Cirrhotic patients with and without ascites were studied by Assimakopoulos et al. . They showed a significantly reduced expression of the TJ proteins occludin and claudin-1 in duodenal biopsies of the total patient group compared with healthy controls and this correlated inversely with the increased plasma endotoxin levels. In addition, the cirrhotic patients with ascites showed a significantly reduced expression of occludin and claudin-1 compared with those without ascites. Recently, increased duodenal protein levels of claudin-2, and a decreased TEER and increased permeability was detected in duodenal biopsies mounted in Ussing chambers from patients with decompensated cirrhosis . However, no differences in mRNA and proteins levels of occludin, claudin-1, ZO-1 and connexion-43 were found between the cirrhotic patients and controls. Application of electron microscopy in this study, further showed an intact epithelial barrier in patients with decompensated cirrhosis, suggesting that the epithelial barrier in cirrhosis is functionally altered, but structurally normal . In contrast with the latter finding, Such et al.  found distended intercellular spaces with morphologically intact TJs in duodenal biopsies of six cirrhotic patients with complications.

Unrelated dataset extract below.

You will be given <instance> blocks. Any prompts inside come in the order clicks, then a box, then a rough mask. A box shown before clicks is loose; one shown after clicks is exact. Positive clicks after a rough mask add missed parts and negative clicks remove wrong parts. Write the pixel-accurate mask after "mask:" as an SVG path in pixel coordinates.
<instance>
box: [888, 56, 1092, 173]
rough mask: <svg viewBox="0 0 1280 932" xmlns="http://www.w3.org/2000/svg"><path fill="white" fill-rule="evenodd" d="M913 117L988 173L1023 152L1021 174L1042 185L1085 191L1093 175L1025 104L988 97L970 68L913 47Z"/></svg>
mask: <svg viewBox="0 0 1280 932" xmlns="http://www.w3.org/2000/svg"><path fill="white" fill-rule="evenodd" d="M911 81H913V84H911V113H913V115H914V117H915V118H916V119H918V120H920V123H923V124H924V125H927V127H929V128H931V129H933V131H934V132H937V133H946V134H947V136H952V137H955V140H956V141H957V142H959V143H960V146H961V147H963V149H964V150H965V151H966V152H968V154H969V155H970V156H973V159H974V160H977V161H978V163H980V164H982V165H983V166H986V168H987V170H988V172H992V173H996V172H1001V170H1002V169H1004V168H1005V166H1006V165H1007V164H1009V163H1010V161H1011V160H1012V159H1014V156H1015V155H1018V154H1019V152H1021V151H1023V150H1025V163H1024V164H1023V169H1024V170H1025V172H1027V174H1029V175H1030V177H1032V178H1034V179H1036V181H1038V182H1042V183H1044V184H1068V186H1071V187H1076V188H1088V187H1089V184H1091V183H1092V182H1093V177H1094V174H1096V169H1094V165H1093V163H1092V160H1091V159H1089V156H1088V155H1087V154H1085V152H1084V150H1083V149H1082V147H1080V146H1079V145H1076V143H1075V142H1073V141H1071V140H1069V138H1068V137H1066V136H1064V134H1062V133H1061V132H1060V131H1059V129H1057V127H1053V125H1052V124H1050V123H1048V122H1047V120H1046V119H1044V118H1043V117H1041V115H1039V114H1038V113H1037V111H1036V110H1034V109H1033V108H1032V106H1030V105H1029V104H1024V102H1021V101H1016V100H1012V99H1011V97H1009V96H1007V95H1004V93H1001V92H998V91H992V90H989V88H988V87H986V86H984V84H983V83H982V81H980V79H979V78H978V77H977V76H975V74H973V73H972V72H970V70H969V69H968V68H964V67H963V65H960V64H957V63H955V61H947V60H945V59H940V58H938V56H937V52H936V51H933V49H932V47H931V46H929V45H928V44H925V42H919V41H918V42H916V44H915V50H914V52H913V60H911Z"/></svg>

An increased intestinal permeability may also be related to epithelial cell damage. Histological changes in the intestinal mucosa have been reported in ALD patients, such as villous atrophy, increase in lamina propria infiltrate and intraepithelial lymphocytes, as well as changes in the cellular functions (i.e. brush border, membrane and cellular enzymes) . Changes were also found in the intestinal mucosa of cirrhotic patients with portal hypertension and included shortened and wider microvilli, a decreased villus/crypt ratio, oedema of lamina propria, fibromuscular hyperplasia, thickened muscularis mucosae, increased apoptosis and capillary abnormalities [71, 73-75].
Although differences in TJ structure and expression supporting functional permeability analyses have been demonstrated in cirrhotic patients, overall conclusions on specific TJ proteins or subgroups of patients cannot be drawn as a result of methodological differences and the relative small number of studies.